Japan's business image hurts tourism

By David Butts
Advertiser Staff Writer

How can you market a mature tourist destination when many travelers are opting for lower-cost locales such as Thailand or China, and businesses can no longer afford to bring in hundreds of employees on incentive tours?

What sounds like the challenge facing Hawai'i actually is a recent description of Japan. And for Hawai'i's tourism industry — which is always looking for ways to attract more Japanese to the Islands — looking at how Japan goes about enticing visitors may offer some insights.

The world's second-largest economy sends about 16 million of its citizens overseas each year, including about 1.5 million to Hawai'i, but attracts fewer than 5 million visitors to its own shores.

At the American Society of Travel Agents' recently concluded World Travel Congress, three Japanese organizations were pushing their country to the crowd of mostly Mainland-based travel agents at the Hawai'i Convention Center.

Americans see Japan as a business destination, said Akio Kambara, the head of inbound travel for JTB, Japan's largest travel agency.

Leisure travelers stay away from Japan because they think it is too expensive, too far and too inscrutable, Kambara said. The Japanese travel industry's first mission is to counter that image.

"I'm irritated," Kambara said. "Why do they say it's too expensive?"

Kambara says prices have dropped in recent years, and a room in a first-class hotel in Tokyo can be had for as little as $150 a night. A gyudon, or luncheon bowl of grilled beef on rice, goes for $2.40. A McDonald's hamburger sells for about 50 cents.

The Japanese government is preparing to spend about $25 million to promote the country in a visit-Japan campaign next year, Kambara said. Tokyo Gov. Shintaro Ishihara, best known as co-author of the 1989 book "The Japan That Can Say No," has signed off on a "Yes! Tokyo" tourism campaign, Kambara said.

The country also should target special-interest tourists, Kambara says.

Bird watchers could go to see cranes in Hokkaido. Gardeners can study the Japanese way of creating an ocean vista with carefully raked white pebbles. Theater buffs can attend kabuki shows and go backstage for lessons on makeup and movement. Students of architecture can tour ancient temples and futuristic corporate headquarters that are only blocks apart.

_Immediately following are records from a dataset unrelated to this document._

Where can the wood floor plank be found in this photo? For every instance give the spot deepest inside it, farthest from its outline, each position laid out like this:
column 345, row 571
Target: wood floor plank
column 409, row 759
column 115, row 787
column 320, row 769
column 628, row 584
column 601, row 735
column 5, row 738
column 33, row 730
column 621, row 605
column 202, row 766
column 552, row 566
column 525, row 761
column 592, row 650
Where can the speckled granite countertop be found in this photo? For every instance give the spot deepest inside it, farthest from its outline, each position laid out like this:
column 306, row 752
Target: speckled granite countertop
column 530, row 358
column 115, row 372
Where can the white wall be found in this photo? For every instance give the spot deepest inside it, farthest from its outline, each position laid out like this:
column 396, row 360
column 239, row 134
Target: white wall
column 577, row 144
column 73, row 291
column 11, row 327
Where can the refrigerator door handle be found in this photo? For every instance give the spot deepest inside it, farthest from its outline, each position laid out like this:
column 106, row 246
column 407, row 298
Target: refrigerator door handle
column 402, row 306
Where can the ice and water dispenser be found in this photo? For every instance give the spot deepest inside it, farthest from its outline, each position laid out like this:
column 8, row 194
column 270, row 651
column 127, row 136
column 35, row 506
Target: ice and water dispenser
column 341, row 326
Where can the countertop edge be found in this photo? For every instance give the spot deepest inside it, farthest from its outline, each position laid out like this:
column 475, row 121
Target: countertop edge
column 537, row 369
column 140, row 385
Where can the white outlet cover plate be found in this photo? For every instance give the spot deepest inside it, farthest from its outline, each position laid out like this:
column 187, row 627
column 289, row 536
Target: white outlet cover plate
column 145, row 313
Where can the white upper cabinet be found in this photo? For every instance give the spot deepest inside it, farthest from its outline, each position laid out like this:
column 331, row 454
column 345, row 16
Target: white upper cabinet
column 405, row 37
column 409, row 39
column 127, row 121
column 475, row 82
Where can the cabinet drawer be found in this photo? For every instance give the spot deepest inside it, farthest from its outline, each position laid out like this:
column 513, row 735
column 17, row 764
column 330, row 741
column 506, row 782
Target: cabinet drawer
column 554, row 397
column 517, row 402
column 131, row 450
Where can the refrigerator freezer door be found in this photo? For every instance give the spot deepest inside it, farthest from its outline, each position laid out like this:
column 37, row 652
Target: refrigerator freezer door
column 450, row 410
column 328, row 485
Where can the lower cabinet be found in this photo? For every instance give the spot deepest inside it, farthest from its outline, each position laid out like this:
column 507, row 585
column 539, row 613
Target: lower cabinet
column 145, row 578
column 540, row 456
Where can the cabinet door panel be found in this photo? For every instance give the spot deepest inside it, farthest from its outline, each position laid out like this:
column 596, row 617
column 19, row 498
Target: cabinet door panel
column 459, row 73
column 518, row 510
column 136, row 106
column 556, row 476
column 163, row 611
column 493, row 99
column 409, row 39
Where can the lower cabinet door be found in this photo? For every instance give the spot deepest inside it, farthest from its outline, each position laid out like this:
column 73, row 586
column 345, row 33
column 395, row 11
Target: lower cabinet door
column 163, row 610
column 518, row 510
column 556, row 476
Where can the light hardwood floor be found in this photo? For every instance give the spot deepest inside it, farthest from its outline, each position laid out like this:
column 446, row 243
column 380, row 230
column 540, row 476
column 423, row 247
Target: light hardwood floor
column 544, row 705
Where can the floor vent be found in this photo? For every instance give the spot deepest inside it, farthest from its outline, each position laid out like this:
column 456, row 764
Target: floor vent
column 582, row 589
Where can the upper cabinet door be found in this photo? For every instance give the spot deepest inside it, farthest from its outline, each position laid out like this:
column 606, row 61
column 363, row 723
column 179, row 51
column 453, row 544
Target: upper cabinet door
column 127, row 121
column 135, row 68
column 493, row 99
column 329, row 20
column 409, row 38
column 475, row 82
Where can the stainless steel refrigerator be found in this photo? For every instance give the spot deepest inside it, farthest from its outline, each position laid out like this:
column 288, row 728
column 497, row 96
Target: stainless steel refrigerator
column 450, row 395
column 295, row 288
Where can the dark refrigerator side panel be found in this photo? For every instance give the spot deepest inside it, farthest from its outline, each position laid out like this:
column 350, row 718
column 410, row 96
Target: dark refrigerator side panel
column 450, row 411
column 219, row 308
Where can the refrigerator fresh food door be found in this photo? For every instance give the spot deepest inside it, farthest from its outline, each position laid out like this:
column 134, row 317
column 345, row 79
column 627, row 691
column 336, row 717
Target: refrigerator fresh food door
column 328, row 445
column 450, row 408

Japanese matsuri, or festivals, with their drumming and dancing, are an easy way for tourists to interact in a party atmosphere with everyday Japanese. Pottery tours could explore the wide variety of Japanese ceramics.

While these niche tours may work, Kambara said that the government and official tourist organizations are too old and set in their ways to promote them properly.

The Japan National Tourist Organization's booth at the convention center displayed pamphlets almost identical to the ones they were handing out more than 20 years ago.

Kambara says he is envious of New York's tourism promotion materials that show people in motion — dancing, walking, talking. It's dynamic and energetic. Japanese brochures show Mount Fuji surrounded by cherry blossoms. "Very silent and quiet," Kambara says.

The lack of information in English is another barrier. Kambara tells of a temple in Kyoto that is popular with young Japanese because it brings good luck in love. It has two large stones placed 40 feet apart. It is said that if you can successfully walk from one to the other with your eyes closed, your amorous wishes will be fulfilled. The problem is that it isn't explained in any English materials on the temple, Kambara said.

So Japan is largely left with the business travelers.

"Japan's economy is going down, so anyone can purchase Japanese land and companies cheaply. That's why people are coming," Kambara said. "You see a lot of American businessmen walking around looking to buy."

You don't have to go far to see how entrenched the image problem is for Japan.

At the booth next to Kambara's, Cody Rogers, a marketing manager with All Nippon Airways, says plainly: "Japan is still a business destination. I personally wouldn't go there as a tourist."